Cybersurfing: Looking Back on Indiana Jones

Fortune Favors the Brave: With INDIANA JONES AND THE KINGDOM OF THE CRYSTAL SKULLS about to be released, The offers a look back on the franchise that nails the social-political that helped make the original RAIDERS OF THE LOST ARK  a blockbuster in 1981:

The one thing nobody could have foreseen was the film’s intersection with a social and political shift. Stanley Kauffman wrote: “In this film the future is the past, spiffed up with the latest technology and the belief that the best has already been.” The key factor was the election of Ronald Reagan in 1980, a movie star who was indelibly connected with the movie past and with a rugged, frontiersman style that galvanised the US out of its post-Nixon, post-Vietnam slump into a decade of optimism and prosperity. Indiana Jones, so defiantly American, with his bull-whip and his leather jacket, was like a poster boy from Reagan’s America, and Reagan’s own aura evoked that old movie magic. Instead of looking dated in 1981, Raiders of the Lost Ark was riding the crest of a new mood in America.

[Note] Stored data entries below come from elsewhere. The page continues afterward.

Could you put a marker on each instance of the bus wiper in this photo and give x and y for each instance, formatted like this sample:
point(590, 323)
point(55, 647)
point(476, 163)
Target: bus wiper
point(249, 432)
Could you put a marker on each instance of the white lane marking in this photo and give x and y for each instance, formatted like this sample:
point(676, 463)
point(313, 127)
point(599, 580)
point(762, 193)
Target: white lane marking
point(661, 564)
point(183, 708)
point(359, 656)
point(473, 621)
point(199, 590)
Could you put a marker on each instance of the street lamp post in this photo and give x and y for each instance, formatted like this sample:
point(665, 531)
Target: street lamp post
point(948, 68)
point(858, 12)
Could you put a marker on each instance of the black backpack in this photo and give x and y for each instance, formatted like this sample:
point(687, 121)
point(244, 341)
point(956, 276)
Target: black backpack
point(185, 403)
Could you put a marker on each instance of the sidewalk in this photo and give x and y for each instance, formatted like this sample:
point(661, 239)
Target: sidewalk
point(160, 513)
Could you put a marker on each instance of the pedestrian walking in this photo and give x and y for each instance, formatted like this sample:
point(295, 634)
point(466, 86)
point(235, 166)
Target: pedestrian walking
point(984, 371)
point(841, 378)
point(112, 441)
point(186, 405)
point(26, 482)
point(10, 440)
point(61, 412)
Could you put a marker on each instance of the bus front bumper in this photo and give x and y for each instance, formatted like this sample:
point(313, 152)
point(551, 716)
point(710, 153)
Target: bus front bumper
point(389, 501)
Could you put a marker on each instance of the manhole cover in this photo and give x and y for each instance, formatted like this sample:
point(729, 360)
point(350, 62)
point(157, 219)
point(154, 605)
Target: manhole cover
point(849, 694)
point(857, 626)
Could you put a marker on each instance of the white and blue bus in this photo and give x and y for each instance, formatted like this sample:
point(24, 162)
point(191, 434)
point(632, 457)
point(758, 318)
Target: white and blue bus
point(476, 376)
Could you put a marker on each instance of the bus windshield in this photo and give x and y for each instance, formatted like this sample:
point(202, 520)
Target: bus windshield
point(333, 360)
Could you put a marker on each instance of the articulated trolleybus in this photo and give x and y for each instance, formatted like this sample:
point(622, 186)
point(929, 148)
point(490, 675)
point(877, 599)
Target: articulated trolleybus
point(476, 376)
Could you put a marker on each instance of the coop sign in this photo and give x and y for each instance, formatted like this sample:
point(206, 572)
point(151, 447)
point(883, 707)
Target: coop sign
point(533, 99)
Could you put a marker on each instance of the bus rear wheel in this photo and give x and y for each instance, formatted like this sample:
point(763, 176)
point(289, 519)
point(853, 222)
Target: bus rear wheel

Unfortunately, in trying to define the original RAIDERS as a nostalgic flashback to old-fashioned Americana, the Times’ cover feature makes an unconvincing attempt to paint the film as a box office gamble. We’re supposed to find some significance in the fact that Spielberg was paid “just” $1.5-million for directing the film, as if this indicated that, after the box office disappointment of 1941 (1979) Spielberg’s career was in the toilet and only the intervention of George Lucas saved him.
Let’s get real. During the 1970s, the two filmmakers had overseen four of the biggest blockbusters of all time: Spielberg directed JAWS (1975) and CLOSE ENCOUNTERS OF THE THIRD KIND (1977). Lucas wrote and directed STAR WARS (1977) and executive produced THE EMPIRE STRIKES BACK (1979). CE3K reveled in the kind of feel-good tone that pleased audiences, and the two STAR WARS films were clearly inspired by old-fashioned movie serials – as was RAIDERS.
All in all, I’d say this “gamble” had all the odds tilted in its favor.